The Gospel According to the Son
Page 9
"You speak," I said, "as if you agree with them."
"In my thoughts I am often closer to them than I am to you."
"Then why are you with me?"
"Because many of your sayings are closer to me than any enjoyment I receive by witnessing their games. Having grown up among them, I know what is in their hearts, and I detest them. They continue to believe they are good. They see themselves as rich in charity, in piety, and in loyalty to their people. So I scorn them. They not only tolerate the great distance between the rich and the poor, they increase it."
"Then you are with me?"
"Yes."
"Is it because I know that we cannot reach the Kingdom of Heaven until there are no rich and no poor?"
"Yes."
"Still, you almost speak as if you do not care about entering the Kingdom of Heaven."
"God strike me, but I do not believe in it."
"But you say you are with me. Why, then, are you with me?"
"Can you bear the truth?"
"I am nothing without it."
"The truth, dear Yeshua, is that I do not believe you will ever bring us all to salvation. Yet in the course of saying all that you say, the poor will take courage to feel more equal to the rich. That gives me happiness."
"That alone?"
"I hate the rich. They poison all of us. They are vain, undeserving, and wasteful of the hopes of those who are beneath them. They spend their lives lying to the lowly."
I hardly knew what to reply. He had left me not unhappy. Indeed, I was all but merry. For I could see that he would work for me, and work hard. So, he would help to bring us all to salvation. What a smile of joyous disbelief would be on his face when we entered the gates together.
Only then would he see how all I said came truly from my Father.
I loved Judas. In this hour I loved him more even than I loved Peter. If all my disciples would dare to be as truthful with me as Judas had been, then I could be stronger and accomplish many things.
"If," I now asked, "I ceased to laborùby even a jot or a tittleùfor the needs of the poor, would you see less of value in me?"

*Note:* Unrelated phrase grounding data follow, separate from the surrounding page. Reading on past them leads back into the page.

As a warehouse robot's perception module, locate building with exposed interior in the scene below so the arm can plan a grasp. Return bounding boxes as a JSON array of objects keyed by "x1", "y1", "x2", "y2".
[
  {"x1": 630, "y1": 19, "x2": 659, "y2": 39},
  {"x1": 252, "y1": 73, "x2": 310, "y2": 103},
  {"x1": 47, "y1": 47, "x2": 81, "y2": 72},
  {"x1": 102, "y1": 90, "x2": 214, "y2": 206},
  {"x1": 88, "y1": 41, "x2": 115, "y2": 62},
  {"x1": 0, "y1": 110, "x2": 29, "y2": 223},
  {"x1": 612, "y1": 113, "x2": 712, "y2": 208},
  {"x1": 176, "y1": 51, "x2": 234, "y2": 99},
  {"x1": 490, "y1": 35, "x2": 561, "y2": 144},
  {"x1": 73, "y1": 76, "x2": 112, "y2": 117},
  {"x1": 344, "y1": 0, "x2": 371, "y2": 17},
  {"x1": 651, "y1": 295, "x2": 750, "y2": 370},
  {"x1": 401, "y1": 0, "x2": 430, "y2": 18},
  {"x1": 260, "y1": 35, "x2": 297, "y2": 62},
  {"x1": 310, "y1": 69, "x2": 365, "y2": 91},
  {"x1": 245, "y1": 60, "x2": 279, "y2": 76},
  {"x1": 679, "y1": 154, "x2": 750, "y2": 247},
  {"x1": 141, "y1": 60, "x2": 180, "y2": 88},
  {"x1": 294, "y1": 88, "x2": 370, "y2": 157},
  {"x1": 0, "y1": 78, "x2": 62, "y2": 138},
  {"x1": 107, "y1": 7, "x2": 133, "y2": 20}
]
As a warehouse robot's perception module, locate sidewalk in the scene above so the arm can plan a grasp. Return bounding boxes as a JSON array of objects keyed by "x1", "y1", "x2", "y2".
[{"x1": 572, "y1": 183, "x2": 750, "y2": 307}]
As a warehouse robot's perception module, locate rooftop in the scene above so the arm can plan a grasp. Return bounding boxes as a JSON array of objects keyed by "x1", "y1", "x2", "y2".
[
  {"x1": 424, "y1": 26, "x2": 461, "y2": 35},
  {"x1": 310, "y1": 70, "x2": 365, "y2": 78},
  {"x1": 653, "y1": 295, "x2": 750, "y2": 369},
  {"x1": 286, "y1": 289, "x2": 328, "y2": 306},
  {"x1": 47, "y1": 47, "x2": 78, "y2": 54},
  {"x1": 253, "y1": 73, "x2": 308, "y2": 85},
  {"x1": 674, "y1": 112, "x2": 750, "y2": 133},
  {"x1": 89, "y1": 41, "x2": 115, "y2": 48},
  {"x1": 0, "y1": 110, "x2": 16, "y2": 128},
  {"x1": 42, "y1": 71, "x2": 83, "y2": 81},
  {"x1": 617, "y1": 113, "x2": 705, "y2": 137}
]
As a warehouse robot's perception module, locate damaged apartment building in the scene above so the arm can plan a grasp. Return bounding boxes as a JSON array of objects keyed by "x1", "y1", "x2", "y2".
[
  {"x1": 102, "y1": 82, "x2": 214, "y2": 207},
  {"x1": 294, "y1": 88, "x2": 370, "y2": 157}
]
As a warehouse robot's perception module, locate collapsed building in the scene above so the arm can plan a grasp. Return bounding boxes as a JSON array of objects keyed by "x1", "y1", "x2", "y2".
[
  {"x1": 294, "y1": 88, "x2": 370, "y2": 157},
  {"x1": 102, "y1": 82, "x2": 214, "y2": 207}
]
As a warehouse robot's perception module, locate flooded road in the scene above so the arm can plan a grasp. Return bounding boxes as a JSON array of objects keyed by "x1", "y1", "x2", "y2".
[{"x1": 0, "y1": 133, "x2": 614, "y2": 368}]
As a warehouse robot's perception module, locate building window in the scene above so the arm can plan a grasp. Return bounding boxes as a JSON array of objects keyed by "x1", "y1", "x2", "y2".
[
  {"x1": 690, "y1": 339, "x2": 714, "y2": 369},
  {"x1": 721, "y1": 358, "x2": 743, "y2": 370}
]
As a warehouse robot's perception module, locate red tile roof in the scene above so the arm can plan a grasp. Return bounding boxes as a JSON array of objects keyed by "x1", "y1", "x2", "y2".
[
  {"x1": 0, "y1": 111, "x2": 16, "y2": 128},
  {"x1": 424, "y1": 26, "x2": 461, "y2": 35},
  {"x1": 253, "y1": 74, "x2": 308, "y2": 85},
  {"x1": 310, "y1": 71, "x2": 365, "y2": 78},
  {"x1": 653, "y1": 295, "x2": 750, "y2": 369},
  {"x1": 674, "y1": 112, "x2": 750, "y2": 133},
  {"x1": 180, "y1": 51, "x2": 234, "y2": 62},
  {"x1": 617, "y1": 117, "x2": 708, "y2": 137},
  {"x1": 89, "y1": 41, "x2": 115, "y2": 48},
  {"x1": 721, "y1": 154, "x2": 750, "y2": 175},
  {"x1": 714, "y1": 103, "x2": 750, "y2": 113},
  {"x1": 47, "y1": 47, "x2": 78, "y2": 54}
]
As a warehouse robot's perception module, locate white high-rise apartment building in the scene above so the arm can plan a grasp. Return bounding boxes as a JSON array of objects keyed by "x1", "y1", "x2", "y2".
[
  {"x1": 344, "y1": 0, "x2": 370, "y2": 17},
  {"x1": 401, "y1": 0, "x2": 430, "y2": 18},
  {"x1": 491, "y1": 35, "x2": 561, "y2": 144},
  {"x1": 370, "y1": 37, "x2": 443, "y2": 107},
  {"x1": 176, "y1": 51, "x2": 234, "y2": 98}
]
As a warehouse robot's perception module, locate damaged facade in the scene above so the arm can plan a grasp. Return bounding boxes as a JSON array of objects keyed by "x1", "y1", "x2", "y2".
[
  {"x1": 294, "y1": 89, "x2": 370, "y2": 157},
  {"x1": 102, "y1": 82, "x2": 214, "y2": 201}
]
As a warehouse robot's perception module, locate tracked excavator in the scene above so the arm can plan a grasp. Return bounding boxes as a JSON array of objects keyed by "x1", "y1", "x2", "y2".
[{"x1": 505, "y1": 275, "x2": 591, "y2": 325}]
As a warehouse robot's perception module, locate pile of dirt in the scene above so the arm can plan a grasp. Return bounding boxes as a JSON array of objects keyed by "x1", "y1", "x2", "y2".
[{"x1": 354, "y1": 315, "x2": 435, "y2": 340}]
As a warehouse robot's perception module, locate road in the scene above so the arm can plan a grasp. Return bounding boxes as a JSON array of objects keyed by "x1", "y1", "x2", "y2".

"I would turn against you. A man who is ready to walk away from the poor by a little is soon ready to depart from them by a lot."
I had to admire this man. Judas had not seen the glory I knew. Yet his beliefs were as powerful to him as were mine to me. Yes, he was more admirable even than Peter, whose faith was as blind as a stone and so could be split by a larger stone.
So too did I know that trouble might arise between Judas and me. For he had none of the accommodation that my Father had given to my heart to make me ready for those trials that could come upon us unforeseen.
I can also say that this conversation with Judas was wondrous for clearing disarray. At last all seemed to be in order. We were ready. I could hardly believe we were ready to set out at last for Jerusalem, but it was a good morning. If none of us were without fear, we were touched by happiness as well. For we had not been enslaved by our fear. Our legs knew their own joy.
Then, and only then, did we truly step out. And in the vigor of our march, many began to believe that in two days when we were close enough to see Jerusalem, the Kingdom of God would appear. The Lord would be among us.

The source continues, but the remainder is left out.